I was attracted to tropical medicine when an astute professor in this field at the Federal University of Rio de Janeiro (UFRJ) carefully investigated the fever of a good friend of mine and saved her from death by diagnosing her Plasmodium falciparum infection. Because 99% of malaria cases in Brazil are acquired in the Amazon, outside of that region in Brazil, malaria is almost never considered as a cause of fever. It was only because this physician was so clever that she suspected malaria in a febrile patient with no history of travel from an urban area of Rio de Janeiro.

Credit: Patrícia Brasil

The local transmission of malaria in the state of Rio de Janeiro was considered eliminated in 1968. However, sporadic local cases have been described in different regions of the Atlantic Forest in the state, and data regarding the transmission mechanisms are scarce. Our group, through molecular investigation of parasite DNA, has demonstrated that it is not Plasmodium vivax but Plasmodium simium that naturally infects monkeys and humans in these areas. The recent rise of ecotourism and the so-called ‘back to nature’ movement increases the opportunities for vector sharing between monkeys and humans in this region, in an unequivocal demonstration of zoonotic transmission.

During my residency in infectious diseases at the Hospital dos Servidores do Estado in Rio de Janeiro, I learned that, in essence, every patient provides a research puzzle. In this period, I witnessed the first malaria epidemic among the Yanomami, one of the most vulnerable peoples on the planet, who eschew having their photo taken because they believe that cameras capture their souls.

Back in Rio, because of the growing anxiety among young people about AIDS, with its seemingly endless opportunistic infections, I sought to train in the diagnosis of parasitic and mycological opportunistic diseases of AIDS, in the Laboratory of Parasitology and Mycology at the Saint Louis Hospital in Paris. Motivated by research in biology initiated in France, I worked on the diagnosis of microsporidia in patients with AIDS to obtain my doctorate in sciences at Institute Oswaldo Cruz Foundation (Fiocruz), the largest public-health research institution linked to the Ministry of Health in Brazil.

I was divided between following a scientific career path and practicing my job as a physician in public-health assistance. During that time—throughout epidemic periods of leptospirosis, dengue and influenza, outbreaks of meningococcal disease and hemorrhagic fevers, and the many other infectious disease problems arising in the state—patients were referred to the Hospital São Sebastião. It was in that hospital that I developed a profound fascination for the clinical study of human infectious diseases. I realized that even the most routine investigation of sputum and urine can be useful in research: every specimen is new and unique. The fever of scientific research had already started in me.

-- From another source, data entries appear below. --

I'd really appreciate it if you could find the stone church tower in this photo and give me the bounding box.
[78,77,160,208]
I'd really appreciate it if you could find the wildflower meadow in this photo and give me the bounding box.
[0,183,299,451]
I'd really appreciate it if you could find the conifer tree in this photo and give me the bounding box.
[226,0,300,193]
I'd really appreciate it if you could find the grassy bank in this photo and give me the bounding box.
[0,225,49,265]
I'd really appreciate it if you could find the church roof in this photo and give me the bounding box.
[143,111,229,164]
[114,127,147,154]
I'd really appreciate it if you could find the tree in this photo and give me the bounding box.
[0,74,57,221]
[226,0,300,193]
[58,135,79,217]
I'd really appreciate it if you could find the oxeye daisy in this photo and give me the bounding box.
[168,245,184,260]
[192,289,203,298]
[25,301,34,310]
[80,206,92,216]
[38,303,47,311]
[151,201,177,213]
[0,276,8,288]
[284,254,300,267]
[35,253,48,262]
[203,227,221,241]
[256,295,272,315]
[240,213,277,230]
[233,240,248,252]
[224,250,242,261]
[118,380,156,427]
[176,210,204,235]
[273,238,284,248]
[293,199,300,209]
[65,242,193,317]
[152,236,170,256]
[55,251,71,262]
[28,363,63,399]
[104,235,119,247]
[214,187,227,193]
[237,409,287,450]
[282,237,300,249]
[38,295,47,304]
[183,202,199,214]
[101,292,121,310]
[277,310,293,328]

In 2007, I joined Fiocruz, as an associate clinical researcher of the National Institute of Infectious Diseases Evandro Chagas, where I have worked ever since. There, I established the Acute Febrile Illness (AFI) clinic to conduct surveillance of emerging and re-emerging infectious diseases. The clinic is operated in collaboration with national reference laboratories from Fiocruz for molecular diagnostics and records cases according to a flowchart of syndromic investigations. The application of this protocol permitted us to identify the beginning of an epidemic of a new disease marked by a skin rash, for which Zika virus (ZIKV) was identified as the etiologic agent in 2015. We have also demonstrated the viral neuro-invasiveness and the spectrum of neurological diseases associated with ZIKV and Chikungunya virus in Rio de Janeiro, Brazil. We have a large outpatient clinical service, and to date we have seen hundreds of cases of ZIKV and Chikungunya virus infection in our cohorts.

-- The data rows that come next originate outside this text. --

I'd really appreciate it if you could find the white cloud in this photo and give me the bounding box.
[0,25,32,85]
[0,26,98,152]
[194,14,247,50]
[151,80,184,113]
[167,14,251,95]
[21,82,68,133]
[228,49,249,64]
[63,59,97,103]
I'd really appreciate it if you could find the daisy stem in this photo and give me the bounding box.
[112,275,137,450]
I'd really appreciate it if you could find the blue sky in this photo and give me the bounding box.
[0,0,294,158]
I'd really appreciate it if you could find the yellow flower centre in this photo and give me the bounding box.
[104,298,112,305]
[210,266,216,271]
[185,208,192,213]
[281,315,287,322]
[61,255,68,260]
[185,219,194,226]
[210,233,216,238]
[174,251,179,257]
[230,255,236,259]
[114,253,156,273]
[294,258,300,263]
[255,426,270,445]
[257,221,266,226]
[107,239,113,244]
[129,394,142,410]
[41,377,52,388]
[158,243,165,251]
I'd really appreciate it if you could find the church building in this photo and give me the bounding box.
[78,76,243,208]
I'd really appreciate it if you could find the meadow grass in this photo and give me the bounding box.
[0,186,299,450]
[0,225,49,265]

Because of our timely participation in addressing this epidemic through our AFI clinic, our studies have been centered on the most vulnerable population: pregnant women infected with ZIKV. Our cohort study of pregnant women provided definitive epidemiological evidence of causality between ZIKV infection during pregnancy and congenital Zika syndrome. Despite mild symptoms in pregnancy, ZIKV infection was associated with severe outcomes, including fetal death, placental insufficiency, fetal growth restriction and central-nervous-system injury. For the past 5 years, I’ve been conducting a prospective study in a cohort of pregnant women to evaluate the risks of adverse pregnancy outcomes after arboviral infections and neurodevelopment of exposed babies.

Finally, I should say that I found the courage and the strength to follow this path in my career in the eyes of my patients, in my research partners, in the unrestricted support of my family and in my daughter—my only masterpiece.